It is estimated that employees spend 42% of their time engaging in or attempting to resolve conflict and 20% of Managers’ time is consumed with conflict-related issues.
Masters and Albright (2002), in The Complete Guide to Conflict Resolution in the Workplace, point out that people thrive on conflict in most areas of their lives–football games, political debates, legal disputes–yet steer clear from workplace conflicts. But conflict is actually a healthy way to challenge the existing order and essential to change in a workplace.
The real problem is not conflict per se but managing conflict.
Dana (2001), in Conflict Resolution: Mediation Tools for Everyday Work Life, argues that workplaces are changing. As interpersonal rules become looser and deadlines become tighter, conflict resolution is gaining importance as a strategic management issue.
Organisations that recognise the necessity of strategically managing internal conflict will be one step ahead in increasingly competitive business environments.
Cloke and Goldsmith (2011), in Resolving Conflicts at Work: Ten Strategies for Everyone on the Job, reveal how the inevitable disputes and divisions in the workplace are actually opportunities for greater creativity, productivity, enhanced morale, and personal growth.
Clearly, confronting and managing organisational conflicts presents a major challenge to organisations that wish to compete successfully in today’s global economy.
In order to reduce the competition and conflict over the allocation of time and money, some form of decision-making process capable of finding solutions that can meet the interests of Shareholders (Commercial Responsibility), Operations and CI (Consumer Value) and Workers (a safe, secure and satisfying Culture), is required.

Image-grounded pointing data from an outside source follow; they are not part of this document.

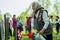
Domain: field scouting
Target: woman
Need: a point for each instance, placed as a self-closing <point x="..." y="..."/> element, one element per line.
<point x="41" y="20"/>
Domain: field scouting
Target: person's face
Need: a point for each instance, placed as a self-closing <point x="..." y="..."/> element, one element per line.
<point x="33" y="7"/>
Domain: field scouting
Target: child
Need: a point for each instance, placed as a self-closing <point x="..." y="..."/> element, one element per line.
<point x="19" y="35"/>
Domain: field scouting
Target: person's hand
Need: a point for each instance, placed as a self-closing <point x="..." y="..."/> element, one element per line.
<point x="41" y="31"/>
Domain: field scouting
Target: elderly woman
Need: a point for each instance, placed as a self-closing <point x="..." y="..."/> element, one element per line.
<point x="40" y="20"/>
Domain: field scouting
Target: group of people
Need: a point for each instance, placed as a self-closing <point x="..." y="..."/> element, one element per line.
<point x="39" y="21"/>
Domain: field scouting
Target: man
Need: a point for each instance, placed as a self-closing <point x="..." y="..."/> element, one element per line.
<point x="41" y="22"/>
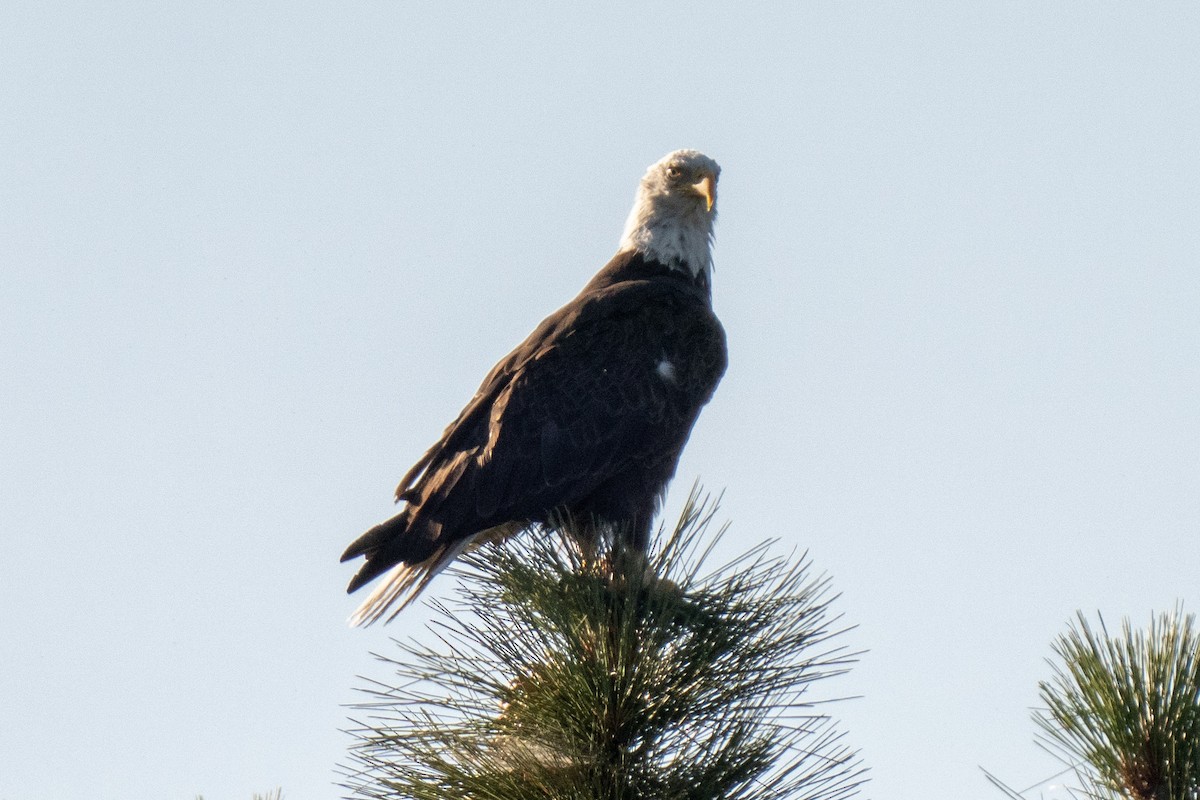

Interest-Based Problem-Solving meets that need.
But what is Interest-Based Problem Solving?
Interest-Based Problem-Solving is an outcome of the Harvard Negotiation Project, a group that deals with all levels of negotiation and conflict resolution, and was captured by Fisher, Ury and Patton (1981) in their book Getting to Yes: Negotiating Agreement Without Giving In.
Getting to Yes offers a proven, step-by-step strategy for coming to mutually acceptable agreements in every sort of conflict. The four key principles of Interest-Based Problem-Solving are:
- Separate the people from the problem.
- Focus on interests, not positions.
- Generate a variety of possibilities before deciding what to do.
- Insist that the result be based on some objective standard.
Using these problem solving principles, the conflict in the decision-making process is not only reduced but is harnessed to deliver greater creativity, productivity, enhanced morale, and personal growth.